About 4 miles into the walk, a voice came out of a house that we were passing. Ohenro- san, stop and have something to drink. This fellow had constructed a seating area for ohenro that included a small frig stocked with cans and bottles of various cold drinks. He would make hot coffee or green tea as well on request.
He was really helpful in talking through our next five days – what minshukus had good reputations, which business hotels had larger rooms. He also had timetables for the trains and buses. After an hour and several phone calls to make and change reservations, we were on our way.
A siren sounded off at the same time the one in our stomachs did. Noontime, hirugohan, lunch time but no places in sight. We came around the corner and saw a stand offering one of Japan’s favorite fast food, tako-yaki, fried octopus balls. That’s tako, not taco. No tentacles or bodies. They have been mashed up and blended with flour. 350 yen for a box, about $3.20. How about the VW van as part of the frontage to the shop?
Some people say timing is everything. We were now in search of the train station that would take Aoyama-san to our hotel. It was about three miles down the road. His feet had tired after 8 miles. No surprise.
The tako shop was right next to a bus stop. Buses stop there only three times a day. The next bus, the 12:52. It was 12:53. Did we miss seeing the bus as it passed by. We looked to our left down the road and then right up the road and up the hill that we had just come down. (Note – the Japanese drive in the wrong or should I say different side of the road.). There was the bus at the top of the hill.
We caught the bus and got to the train station just as the train was pulling in. The gates were down to prevent crossing the tracks when a train is in the station. The engineer saw us and the conductor came out to manually open the gate. Ayoyama-san was home free. Later, he told me that he caught the express train that eventually stopped 2 miles after passing the intended stop. However, that was better than the 7 miles that I still had left.
Before leaving the station, I took a quick break. Here is the first English misspelling that I have seen on the trip.
The remaining part of the walk seemed long. After walking 100 miles of coastline, the waves and rocks become all too familiar. I did pass some rice paddies that were being planted. The light was such that this patch was mirror-like. I am told that by May, tall grass fields of green will cover these patches. We’ll see. I’ll still be in Japan.

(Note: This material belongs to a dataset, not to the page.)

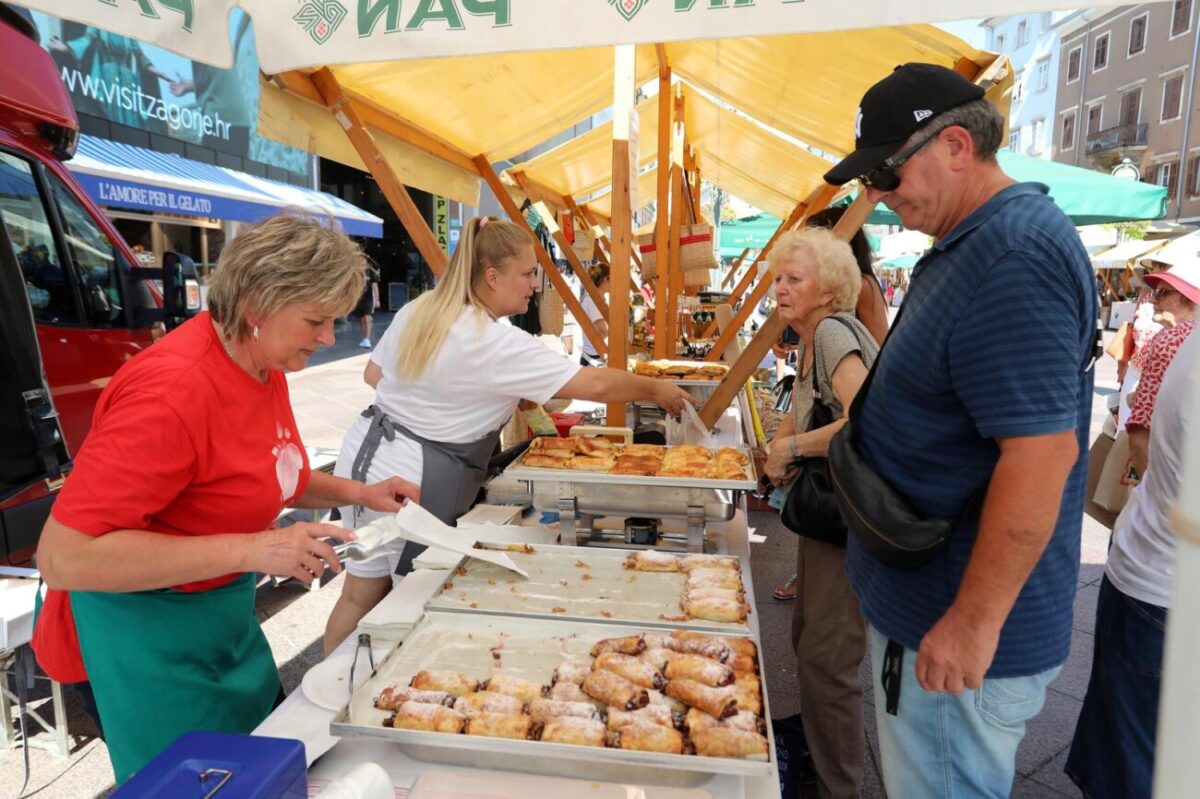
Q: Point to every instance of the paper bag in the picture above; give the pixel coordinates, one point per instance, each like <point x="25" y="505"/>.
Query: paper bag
<point x="1117" y="478"/>
<point x="1096" y="458"/>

Just as I was nearing the hotel, I took this image with the faint mountains in the background. Aoyama-san and I will be there in two days. The most southernly point on Shikoku where Temple 38, Kongofukuji, is located. This panorama is what I saw out of my hotel window. The hotel, Umibozu, is named after a bald sea creature. As the story goes, when fishermen see an umibozu, they are in big trouble and probably drown. We didn’t at the hotel. Rather, we enjoyed another delicious dinner/breakfast and warm hospitality. I still can’t believe that the price was 6300 yen excluding my beer. That is about $58 including taxes, tipping not allowed. Highly recommended.
We will be traveling partly by train tomorrow because our next minshuku is 30 miles away. We’ll be walking half of that distance.